Court of Appeals of Tennessee. at Jackson
Dec 29, 2003
No. W2003-00983-COA-R3-CV (Tenn. Ct. App. Dec. 29, 2003)

Opinion

No. W2003-00983-COA-R3-CV.

October 17, 2003 Session.

Filed December 29, 2003.

Direct Appeal from the Circuit Court for Dyer County; No. 02-02; Lee Moore, Judge.

Reversed; and Remanded.

Marvin A. Bienvenu, Jr., and Shannon D. Elsea, Memphis, Tennessee, for the appellant, Amy Butterworth, Individually and as Mother and Next of Kin of Stephen Butterworth, a Minor.

Allan B. Thorp, Memphis, Tennessee, for the appellees, John Butterworth and Chic Transportation, LLC.

David R. Farmer, J., delivered the opinion of the court, in which W. Frank Crawford, P.J., W.S., and Alan E. Highers, J., joined.


OPINION


This lawsuit arises from an accident in which a minor child sustained injuries while assisting his father at father's workplace. The child's mother brought this action as next of kin against the child's father and father's employer. The trial court awarded summary judgment to Defendants based on the doctrine of parental immunity. We reverse and remand

This appeal concerns the scope and application of the parental immunity doctrine. This Court must determine whether, as a matter of law, a parent is immune from liability for negligence where his minor child sustained injuries while assisting the parent with employment related activities at the parent's place of employment. We hold the parental immunity doctrine will not protect the parent from liability under these circumstances.

On May 5, 2001, Stephen Butterworth (Stephen), then age 17, was injured at John Butterworth's ("Father's") place of employment while assisting Father in servicing a semi-truck owned by Father's employer, Chic Transportation, Inc. ("Chic Transportation"). Stephen was lying under the jacked up semi-truck greasing the fittings while Father was changing the tires. Father did not use jack stands. While the tires were off the truck, the truck fell off the jacks, crushing Stephen's foot. Part of Stephen's foot was amputated as a result of injuries sustained in the accident.

Amy Butterworth ("Mother"), individually and as next of kin of Stephen, filed suit against Father and Chic Transportation (collectively, "Defendants"). In her complaint, Mother alleged Defendants failed to maintain the safety of their equipment and failed to ensure the truck was properly secured. Mother further alleged Defendants knew, or in the exercise of ordinary reasonable care should have known, that a dangerous and defective condition existed, and that they failed to correct this condition. She also alleged Defendants were negligent in allowing Stephen to be under the truck as instructed by Father.

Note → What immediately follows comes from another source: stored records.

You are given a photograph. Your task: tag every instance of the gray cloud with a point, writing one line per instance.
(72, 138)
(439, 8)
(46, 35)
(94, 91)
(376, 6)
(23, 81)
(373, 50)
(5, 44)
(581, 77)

Defendants moved for summary judgment, asserting the claim was barred by the doctrine of parental immunity. The trial court granted their motion, holding Father was immune from suit and that Father's immunity was imputed to Chic Transportation. Mother now appeals to this Court.

Issues Presented

Mother raises the following issues, as we restate them, for our review:

(1) Whether the doctrine of parental immunity bars suit against Father where Stephen sustained injuries while assisting Father at Father's workplace.

(2) Whether parental immunity can be imputed to Chic Transportation.

(3) Whether Chic Transportation negligently permitted a non-employee to enter a work area.

Chic Transportation asserts Mother impermissibly raises issue number three for the first time on appeal.

Standard of Review

A trial court should award summary judgment only when the moving party can demonstrate that there are no disputed issues of material fact, and that it is entitled to judgment as a matter of law. Tenn. R. Civ. P. 56.04; Byrd v. Hall, 847 S.W.2d 208, 214 (Tenn. 1993). The moving party must affirmatively negate an essential element of the non-moving party's claim, or conclusively establish an affirmative defense. McCarley v. West Quality Food Serv., 960 S.W.2d 585, 588 (Tenn. 1998).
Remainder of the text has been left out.